The U.S. played just six times in 1975, underlining Flater’s point, and with former Philadelphia Ukes star Walter Chyzowich at the helm, the Americans dived into the qualifying campaign for Argentina. A 1-1 draw with Canada and more surprisingly, holding Mexico scoreless in Los Angeles, created a sense of optimism in the camp, but then the U.S. had to venture into unfriendly Mexican territory for the return game.
“Playing in different countries was a whole new learning experience,” remembered Flater. “Our guys were college kids. We had some naturalized citizens who knew a little more about the world, but fair play differs in college from when you’re playing in a different country.

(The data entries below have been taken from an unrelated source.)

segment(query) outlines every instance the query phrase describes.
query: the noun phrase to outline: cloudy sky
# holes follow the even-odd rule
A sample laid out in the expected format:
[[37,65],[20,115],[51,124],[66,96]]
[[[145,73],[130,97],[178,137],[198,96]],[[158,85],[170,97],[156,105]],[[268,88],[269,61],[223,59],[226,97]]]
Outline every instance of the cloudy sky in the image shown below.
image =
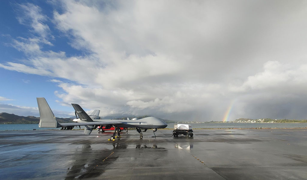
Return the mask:
[[307,119],[307,2],[0,2],[0,112]]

“It put things in perspective when playing in Guatemala or Mexico because you were playing the entire country not just the team. The country and press would all get behind the team and to give them the edge, they’d keep you up all night with noise outside lousy hotels and then there would be the poor condition of the of dressing room to demoralize you.
“The first time I was in Guatemala I started seeing things coming from stands and wondered how it would be possible to play, but you forget those things once the game starts, but there is still all that pressure out there. Whether you’re dealing with that today or back then you have to be mentally tough to handle the situation. We had some seasoned players out there but they were overwhelmed and it’s a battle.

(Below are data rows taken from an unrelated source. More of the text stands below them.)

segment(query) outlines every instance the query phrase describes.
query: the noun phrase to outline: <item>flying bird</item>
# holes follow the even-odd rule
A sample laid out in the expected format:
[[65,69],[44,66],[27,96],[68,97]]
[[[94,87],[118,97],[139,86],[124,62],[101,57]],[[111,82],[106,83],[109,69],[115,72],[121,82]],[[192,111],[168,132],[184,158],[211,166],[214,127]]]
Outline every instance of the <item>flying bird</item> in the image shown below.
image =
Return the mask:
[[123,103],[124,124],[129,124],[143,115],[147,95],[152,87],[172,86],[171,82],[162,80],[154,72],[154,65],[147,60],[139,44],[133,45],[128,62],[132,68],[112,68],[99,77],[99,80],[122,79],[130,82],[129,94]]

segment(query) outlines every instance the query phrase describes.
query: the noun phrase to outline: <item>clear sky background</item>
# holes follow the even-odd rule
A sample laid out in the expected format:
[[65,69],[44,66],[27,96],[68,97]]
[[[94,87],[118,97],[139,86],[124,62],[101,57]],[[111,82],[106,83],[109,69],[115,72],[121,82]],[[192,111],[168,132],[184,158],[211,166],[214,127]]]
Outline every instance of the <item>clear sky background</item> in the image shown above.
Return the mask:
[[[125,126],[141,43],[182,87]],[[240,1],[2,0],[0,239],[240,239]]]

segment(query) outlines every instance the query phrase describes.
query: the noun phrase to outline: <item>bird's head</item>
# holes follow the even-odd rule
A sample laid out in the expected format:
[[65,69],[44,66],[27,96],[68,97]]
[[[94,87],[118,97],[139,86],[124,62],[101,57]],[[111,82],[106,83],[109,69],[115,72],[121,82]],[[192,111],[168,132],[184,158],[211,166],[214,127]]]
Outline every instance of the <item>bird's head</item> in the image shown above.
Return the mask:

“In Mexico the bus got stopped and everybody was pounding at you, throwing rocks at the dressing rooms. It was the kind of intimidation that made you think twice about going in 100 percent to a tackle knowing the ref with the crowd pressure might react with a yellow card. You had to be absolutely sure.

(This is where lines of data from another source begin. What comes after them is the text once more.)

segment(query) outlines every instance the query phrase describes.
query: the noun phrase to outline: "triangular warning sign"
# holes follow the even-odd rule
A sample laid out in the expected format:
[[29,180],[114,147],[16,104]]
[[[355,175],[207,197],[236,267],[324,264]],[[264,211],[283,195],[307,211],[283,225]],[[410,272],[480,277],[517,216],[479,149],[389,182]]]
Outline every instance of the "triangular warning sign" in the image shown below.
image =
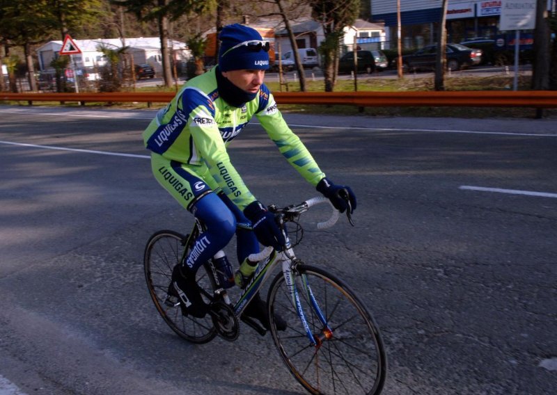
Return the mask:
[[69,34],[65,35],[64,38],[64,43],[62,44],[62,49],[60,50],[61,55],[73,55],[74,54],[81,54],[81,50],[77,47],[74,40],[70,37]]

“Guys on the team today have been through the same thing in some places.”
Whether it was the intimidation factor, or the talent level at their disposal, the U.S. lost 3-0 in Mexico and then followed up bizarrely with a string of three games in the space of five days all in Port au Prince, all against the host nation Haiti. All three ended in a 0-0 final score.
Flater continued: “It was a short qualifying and only two of the three went on to the second round, so fighting for one place behind Mexico among those teams was tough.
“We ended up in a playoff against Canada, which we had to play in Haiti in December. We were trying all sorts of combinations up front at that time and we had our chances against Canada but didn’t put them away. We went behind and then conceded a second goal very quickly and were fighting an uphill battle then.
“We employed man to man marking so did a lot of running and chasing and tactically we’d have done a better job not to man-mark, which is more defensive orientated, at a time we needed to score goals.
“For me it was frustrating because I was a forward and they put me in midfield and while I’d played a little bit on the wing in Minnesota, it was tough. I just remember I was up and down that field a lot and trying to set up chances and then get back. I wanted to be in the attack but had to get back.”
Canada’s 2-0 win dashed U.S. hopes of a trip to Argentina, where it was Mexico that represented the CONCACAF region and finished bottom of group B, winless and beaten by Poland, West Germany and Tunisia.
Flater, who learned to love soccer while living in England, France, Belgium and Turkey as his father’s work as an international harvester took the family around the world, has had seven knee surgeries and both knees replaced since playing in his final NASL game back in 1980. A 25-year employee of Federal Express, he has coached at the junior and high school level and will be cheering as passionately as the next American when Friday night’s game kicks off in Colorado.
“The talent level is a lot better than when we came in,” he added. “They’re quicker, faster, bigger and that’s good. We’re catching up with the world and I think metal toughness is the challenge.
“I remember when Clint Dempsey started off and now he’s a quality player who has developed and its essential to have players like him. The important part for the current team is the chemistry in the group. You have to get the guys to bust a gut for each other. When the effort is there, the results will come and we will get the results we need.”